Indien door of namens verdachte een beroep wordt gedaan op noodweer, dan dient de rechtbank allereerst te beoordelen of zij de feitelijke toedracht, zoals door verdachte aan het verweer ten grondslag is gelegd en uit de wettelijke bewijsmiddelen moet worden afgeleid, aannemelijk acht. De rechtbank dient vervolgens te beoordelen of de door verdachte geschetste toedracht een beroep op noodweer rechtvaardigt. Meer concreet dient de rechtbank de vraag te beantwoorden of het door verdachte begane feit was geboden door de noodzakelijke verdediging van zijn eigen lijf tegen een ogenblikkelijke, wederrechtelijke aanranding.
De rechtbank is van oordeel dat op basis van het dossier niet kan worden vastgesteld wat de precieze omstandigheden waren voorafgaand en op het moment dat verdachte [naam benadeelde partij] heeft gestoken. Zij gaat uit van de volgende feiten en omstandigheden: de zorgen omtrent de kwetsbare en zorgelijke gezondheidstoestand van de dochter van verdachte, de (verbroken) relatie tussen de dochter van verdachte en [naam benadeelde partij] , het bonzen door [naam benadeelde partij] op de voordeur van de woning van verdachte, het tegen de voordeur schoppen, het schreeuwen door [naam benadeelde partij] dat hij de dochter van verdachte mee zou nemen, het door [naam benadeelde partij] gooien met fiets(en) naar de auto van verdachte en, nadat verdachte de deur had geopend om verdachte weg te sturen, het schoppen tegen het been van verdachte. Dit alles levert een ogenblikkelijke aanranding van het lijf van verdachte en diens dochters op en bovendien ook van verdachtes goed. [naam benadeelde partij] was de initiator van het fysieke geweld, waardoor de rechtbank het voldoende aannemelijk vindt dat er sprake is van een ogenblikkelijke, wederrechtelijke aanranding waartegen verdachte zich mocht verdedigen.
De rechtbank moet vervolgens beoordelen of het steken met een mes in deze situatie proportioneel was.
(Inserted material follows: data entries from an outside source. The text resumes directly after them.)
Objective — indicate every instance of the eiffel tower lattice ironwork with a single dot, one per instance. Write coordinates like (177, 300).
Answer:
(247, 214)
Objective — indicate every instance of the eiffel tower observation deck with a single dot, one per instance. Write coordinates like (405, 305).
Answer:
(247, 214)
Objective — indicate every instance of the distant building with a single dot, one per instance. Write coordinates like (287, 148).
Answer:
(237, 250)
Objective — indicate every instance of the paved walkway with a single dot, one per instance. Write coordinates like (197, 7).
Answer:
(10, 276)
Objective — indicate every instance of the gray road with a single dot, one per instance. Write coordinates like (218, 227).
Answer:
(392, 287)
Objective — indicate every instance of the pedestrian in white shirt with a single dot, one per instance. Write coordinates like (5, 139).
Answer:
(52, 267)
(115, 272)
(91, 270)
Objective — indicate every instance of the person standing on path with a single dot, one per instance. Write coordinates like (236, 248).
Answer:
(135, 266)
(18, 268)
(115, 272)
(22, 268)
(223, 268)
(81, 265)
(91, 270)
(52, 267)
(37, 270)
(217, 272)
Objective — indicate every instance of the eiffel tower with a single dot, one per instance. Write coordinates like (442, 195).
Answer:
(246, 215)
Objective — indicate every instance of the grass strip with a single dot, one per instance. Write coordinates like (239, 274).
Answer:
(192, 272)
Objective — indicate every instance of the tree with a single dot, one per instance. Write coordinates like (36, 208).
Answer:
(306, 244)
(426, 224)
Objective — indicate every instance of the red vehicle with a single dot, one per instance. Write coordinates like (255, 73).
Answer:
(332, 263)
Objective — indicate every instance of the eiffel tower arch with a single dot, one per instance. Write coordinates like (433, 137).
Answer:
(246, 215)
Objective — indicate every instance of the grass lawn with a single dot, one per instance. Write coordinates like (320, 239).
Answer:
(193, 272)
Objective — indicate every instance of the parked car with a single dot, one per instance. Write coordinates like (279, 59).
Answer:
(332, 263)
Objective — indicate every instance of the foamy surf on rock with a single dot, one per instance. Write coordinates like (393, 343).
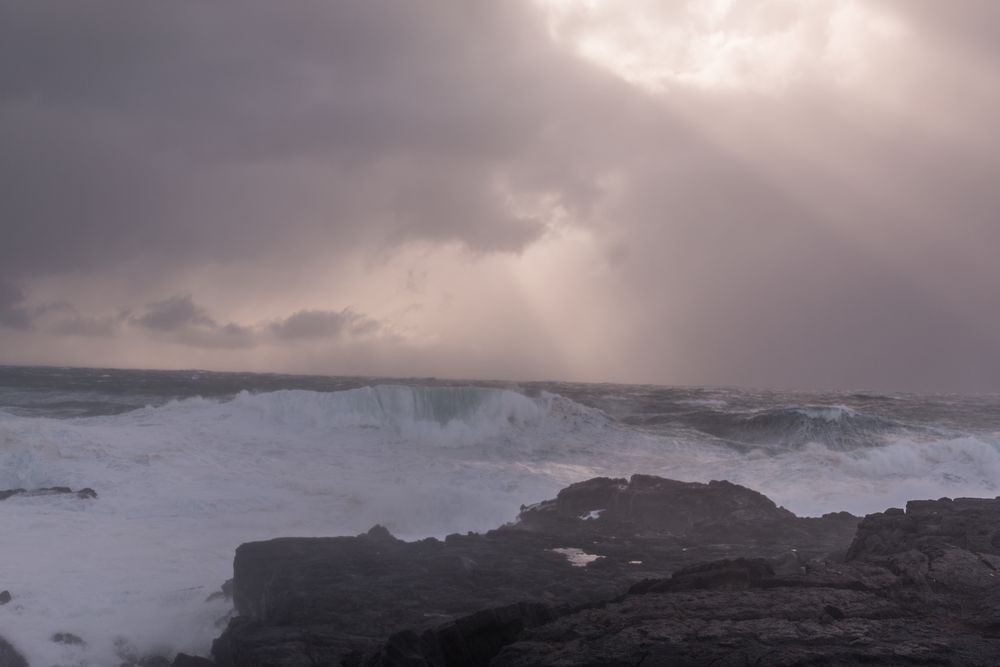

De rechtbank komt tot de conclusie dat het steken met een mes in deze situatie disproportioneel was. De wederrechtelijke aanrandingen waren weliswaar ernstig, maar [naam benadeelde partij] was ongewapend en zijn aanval was niet zo ernstig dat steken met een mes daartegen was toegestaan. Door [naam benadeelde partij] met een mes in de zij te steken heeft verdachte de grenzen van een noodzakelijke verdediging overschreden. De rechtbank verwerpt daarom het beroep op noodweer.
Beroep op noodweerexces
Verdachte heeft zowel bij de politie als ter terechtzitting verklaard dat hij heel bang was toen [naam benadeelde partij] hem aanviel. [naam benadeelde partij] toonde ook agressie tegen de dochter van verdachte en het alarm van het hartkastje van de dochter ging af, waardoor verdachte vreesde dat hem of zijn dochter iets zou overkomen. Daar komt nog bij dat aangever “supersterk” is, zoals verdachte dat noemt. Verdachte wist zeker dat hij het in een gevecht met de aangever zou afleggen en ernstig gewond zou kunnen raken. Daarbij waren zijn dochter, zijn vrouw en zijn kleindochter in de woning aanwezig en verdachte vreesde ook voor hen.
Verdachte had op het moment van de aanval van [naam benadeelde partij] het gevoel dat hij en zijn familie niet konden ontkomen aan de agressie van iemand met wie hij een negatieve voorgeschiedenis heeft. De rechtbank acht het aannemelijk dat het samenstel van gebeurtenissen – de agressie aan de voordeur van de woning, de aanwezigheid van zijn (klein)dochter en vrouw, het alarm van het hartkastje, het feit dat de politie wel gebeld was, maar nog niet ter plaatse was, de voorgeschiedenis met [naam benadeelde partij] , waaronder ook begrepen dat hij overmatig alcohol gebruikte en de persoon van de verdachte, die blijkens het Pro Justitia psychologisch onderzoek van 17 november 2021 onder meer een sociale angststoornis heeft – bij verdachte een hevige gemoedsbeweging heeft veroorzaakt en dat hij als onmiddellijk gevolg daarvan te ver is gegaan in zijn verdediging. Het beroep op noodweerexces slaagt. Verdachte is niet strafbaar en wordt daarom ontslagen van alle rechtsvervolging.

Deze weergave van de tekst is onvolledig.